It’s not a new phenomenon, but it is one that’s seemingly gaining traction and becoming something of a trend: Taking old, stately homes and deciding that four or six or 10 bedrooms above ground isn’t enough and, because they cannot build up or out, homeowners are building homes below ground, sometimes several stories deep into the earth.
Such constructions are called “iceberg homes,” given their conceptual similarity to icebergs, where there’s so much more under the water than appears above. These aren’t just simple additions, where walls are knocked down to make rooms bigger or some dirt removed to expand a living room. We’re talking entire Olympic-sized swimming pools, athletic courts, car museums, second kitchens, even elevators.
The most notorious case involves Christoph Stanger, a managing director at Goldman Sachs for the bank’s German and Austrian group. The 46-year-old financier purchased a 160-year-old house in Palace Gardens Terrace, a four-story estate, in 2010 and began excavation work 18 months later.
That’s the same time that the foundation in his house began cracking and when one of his neighbours became trapped in her home behind doors that wouldn’t open because her home was knocked off its foundation.
One neighbour said the digging went on for months. “It’s caused the house to subside,” she said. “The basement flat in my block has got cracks everywhere.” Another neighbour, a retiree, “had to call the contractors out six times in the past three weeks to open our own front door. One lady who lives in my block was struck in her flat because she couldn’t get the door open from the inside. I had to come and barge it loose.”

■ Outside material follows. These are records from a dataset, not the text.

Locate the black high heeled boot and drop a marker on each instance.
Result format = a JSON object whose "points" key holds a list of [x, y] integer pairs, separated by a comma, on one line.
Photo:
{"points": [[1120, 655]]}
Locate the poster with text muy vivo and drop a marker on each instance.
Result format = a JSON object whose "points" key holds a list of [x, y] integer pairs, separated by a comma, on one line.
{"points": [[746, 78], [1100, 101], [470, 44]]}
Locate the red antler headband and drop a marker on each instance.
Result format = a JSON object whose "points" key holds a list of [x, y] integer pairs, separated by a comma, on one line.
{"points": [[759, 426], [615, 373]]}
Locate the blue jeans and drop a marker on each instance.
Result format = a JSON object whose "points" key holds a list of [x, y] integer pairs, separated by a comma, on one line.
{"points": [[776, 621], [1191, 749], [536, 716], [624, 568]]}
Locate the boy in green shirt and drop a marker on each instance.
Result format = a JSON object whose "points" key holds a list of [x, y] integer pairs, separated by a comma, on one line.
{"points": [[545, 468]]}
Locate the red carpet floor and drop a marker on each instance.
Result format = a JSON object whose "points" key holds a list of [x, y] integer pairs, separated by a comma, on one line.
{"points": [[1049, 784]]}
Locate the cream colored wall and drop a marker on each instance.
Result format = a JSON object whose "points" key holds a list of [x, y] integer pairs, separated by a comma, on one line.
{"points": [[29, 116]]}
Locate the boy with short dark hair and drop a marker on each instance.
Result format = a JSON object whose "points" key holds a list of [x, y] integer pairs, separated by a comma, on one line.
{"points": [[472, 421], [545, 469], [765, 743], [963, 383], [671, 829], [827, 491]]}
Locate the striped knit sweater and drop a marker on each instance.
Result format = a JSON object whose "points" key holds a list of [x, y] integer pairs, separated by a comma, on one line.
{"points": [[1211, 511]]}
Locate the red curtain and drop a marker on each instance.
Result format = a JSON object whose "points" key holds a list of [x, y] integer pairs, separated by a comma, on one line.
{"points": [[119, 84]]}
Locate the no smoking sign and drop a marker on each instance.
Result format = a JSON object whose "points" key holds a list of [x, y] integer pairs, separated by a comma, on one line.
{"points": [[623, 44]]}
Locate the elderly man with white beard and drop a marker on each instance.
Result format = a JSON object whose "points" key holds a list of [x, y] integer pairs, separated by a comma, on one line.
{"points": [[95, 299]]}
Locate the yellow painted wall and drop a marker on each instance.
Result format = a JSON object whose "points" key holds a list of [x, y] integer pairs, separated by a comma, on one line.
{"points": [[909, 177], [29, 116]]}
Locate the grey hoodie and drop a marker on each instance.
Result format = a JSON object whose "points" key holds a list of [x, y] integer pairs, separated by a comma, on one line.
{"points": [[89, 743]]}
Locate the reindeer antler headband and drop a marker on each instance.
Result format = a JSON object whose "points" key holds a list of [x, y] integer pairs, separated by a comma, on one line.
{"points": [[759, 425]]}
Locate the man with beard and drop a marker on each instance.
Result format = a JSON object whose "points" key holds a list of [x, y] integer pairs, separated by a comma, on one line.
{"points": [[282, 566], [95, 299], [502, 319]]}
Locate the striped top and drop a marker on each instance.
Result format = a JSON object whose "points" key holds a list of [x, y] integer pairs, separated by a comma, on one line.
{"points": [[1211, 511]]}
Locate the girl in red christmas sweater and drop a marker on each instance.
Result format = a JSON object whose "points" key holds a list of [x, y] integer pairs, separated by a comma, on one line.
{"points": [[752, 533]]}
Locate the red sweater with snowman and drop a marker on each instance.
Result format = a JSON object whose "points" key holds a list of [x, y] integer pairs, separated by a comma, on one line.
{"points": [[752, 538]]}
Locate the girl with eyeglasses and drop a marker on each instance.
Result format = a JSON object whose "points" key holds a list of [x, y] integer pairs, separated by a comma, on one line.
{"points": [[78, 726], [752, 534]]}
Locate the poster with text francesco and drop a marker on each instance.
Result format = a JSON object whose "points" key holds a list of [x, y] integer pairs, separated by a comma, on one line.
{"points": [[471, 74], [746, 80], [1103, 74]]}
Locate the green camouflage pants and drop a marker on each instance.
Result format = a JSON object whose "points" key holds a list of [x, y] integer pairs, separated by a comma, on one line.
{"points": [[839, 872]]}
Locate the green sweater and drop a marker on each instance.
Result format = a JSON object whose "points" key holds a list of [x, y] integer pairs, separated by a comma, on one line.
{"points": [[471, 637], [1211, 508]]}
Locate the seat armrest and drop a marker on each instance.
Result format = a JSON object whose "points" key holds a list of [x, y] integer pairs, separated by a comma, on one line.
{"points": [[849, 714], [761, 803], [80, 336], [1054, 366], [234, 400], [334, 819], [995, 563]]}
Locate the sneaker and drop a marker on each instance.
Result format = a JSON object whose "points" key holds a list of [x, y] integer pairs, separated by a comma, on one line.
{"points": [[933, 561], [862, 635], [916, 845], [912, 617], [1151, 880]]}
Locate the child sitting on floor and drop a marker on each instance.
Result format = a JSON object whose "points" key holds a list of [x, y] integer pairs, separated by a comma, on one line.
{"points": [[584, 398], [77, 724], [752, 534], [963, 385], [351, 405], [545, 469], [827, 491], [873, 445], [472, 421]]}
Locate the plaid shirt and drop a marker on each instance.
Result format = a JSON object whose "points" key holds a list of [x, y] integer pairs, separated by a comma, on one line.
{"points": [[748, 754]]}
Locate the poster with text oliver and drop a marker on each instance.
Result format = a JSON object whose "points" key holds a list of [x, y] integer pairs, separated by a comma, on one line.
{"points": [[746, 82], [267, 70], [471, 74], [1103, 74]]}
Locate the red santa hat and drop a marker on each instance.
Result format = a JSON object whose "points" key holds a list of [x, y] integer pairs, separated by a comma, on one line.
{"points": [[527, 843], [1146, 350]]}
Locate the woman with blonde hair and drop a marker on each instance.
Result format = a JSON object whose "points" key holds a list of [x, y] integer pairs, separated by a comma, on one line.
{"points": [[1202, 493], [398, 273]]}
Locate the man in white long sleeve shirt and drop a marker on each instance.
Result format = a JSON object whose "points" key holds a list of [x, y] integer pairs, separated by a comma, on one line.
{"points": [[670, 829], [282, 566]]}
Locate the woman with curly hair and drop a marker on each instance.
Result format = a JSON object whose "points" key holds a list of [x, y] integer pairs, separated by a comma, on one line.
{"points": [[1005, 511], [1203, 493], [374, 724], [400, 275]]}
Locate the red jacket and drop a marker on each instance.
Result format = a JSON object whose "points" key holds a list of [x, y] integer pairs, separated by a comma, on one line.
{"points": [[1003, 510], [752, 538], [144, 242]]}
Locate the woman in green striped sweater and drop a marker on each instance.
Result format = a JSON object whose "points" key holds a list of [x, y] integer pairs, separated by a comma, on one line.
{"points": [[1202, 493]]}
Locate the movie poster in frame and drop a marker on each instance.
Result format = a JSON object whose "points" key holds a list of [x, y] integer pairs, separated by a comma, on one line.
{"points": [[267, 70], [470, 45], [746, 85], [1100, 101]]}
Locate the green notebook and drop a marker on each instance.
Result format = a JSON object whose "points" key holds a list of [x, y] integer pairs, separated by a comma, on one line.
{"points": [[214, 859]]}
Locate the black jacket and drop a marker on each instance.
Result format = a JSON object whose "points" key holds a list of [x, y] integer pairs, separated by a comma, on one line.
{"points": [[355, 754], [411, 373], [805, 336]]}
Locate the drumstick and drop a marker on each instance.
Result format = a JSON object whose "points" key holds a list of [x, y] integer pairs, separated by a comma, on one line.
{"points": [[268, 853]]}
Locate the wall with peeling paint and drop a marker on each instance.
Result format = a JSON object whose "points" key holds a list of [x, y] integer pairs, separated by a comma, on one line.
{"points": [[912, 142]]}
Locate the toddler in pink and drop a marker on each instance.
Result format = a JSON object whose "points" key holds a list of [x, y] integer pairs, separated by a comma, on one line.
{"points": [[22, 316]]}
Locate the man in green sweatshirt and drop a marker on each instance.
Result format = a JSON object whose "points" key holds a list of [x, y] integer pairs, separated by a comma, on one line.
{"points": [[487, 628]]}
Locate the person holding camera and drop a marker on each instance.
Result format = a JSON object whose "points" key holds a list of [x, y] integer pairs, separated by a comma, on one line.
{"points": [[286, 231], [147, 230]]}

At the time, Stanger apologized for the inconveniences and damage, saying “I feel bad about the disruption and if there is any real damage it will be dealt with and they will be compensated.
I have no interest in fighting with my neighbours. I want to live there and be a part of the community. I understand it can be disruptive when your neighbours are having building work done.” Disruptive is certainly one word for it. But let’s not dwell solely on the negative here. Let’s take a closer, deeper look at the engineering and architectural work required to build an iceberg home.
According to Robert Wilson, director of Granit Architects, in *Business Insider *, some property owners have requested rifle ranges, runways, art galleries, massive wine cellars, movie theatres, pretty much any amenity you’d expect to see in an audacious Hollywood mansion, but it’s all underground.
The heir to a bubble bath empire (such a thing exists?!) had plans approved to tear down a £15 million country home and install “a Turkish bath, a 65-foot swimming pool, a wine cellar and a banquet hall for 80 people.”
These landowners feel they have no choice but to build down. London’s more exclusive and pricey neighbourhoods have no space left to build out and properties are already in the multi-million-pound range, plus space in general is at a stomach-clenching premium. If you’ve got the means and you’ve got the dreams, the only way to go is down.
And, as noted by the ultra-swanky Billionaire.com, “Creating a series of airy rooms underground not only adds substantially to a lifestyle, it also makes sound financial sense. In central London, a basement conversion costs approximately £1,000 per square foot to build but can add value of around £2,000 per square foot.”
“People add space, simply because they want it and can afford to do it,” Caspar Harvard-Walls of Black Brick, a real estate agency in London, told the magazine. But, of course, there are efforts to preserve historic homes and the integrity of older neighbourhoods.
Queen’s Brian May has organized a campaign to limit the efforts of “basement building bastards” from wrecking perfectly good homes, for example.
The construction of iceberg homes is a trend that’s catching on, at least Down Under. No, really – there’s been a strong uptick in iceberg homes, and plans to create them, submitted in Melbourne , Victoria and other cities, prompting one councillor to fret that “there’s no controls about how low you can go.”
If it were possible, you could easily see this trend stretching to New York City or San Francisco, notoriously land-strapped enclaves with insane housing prices and glorious old homes.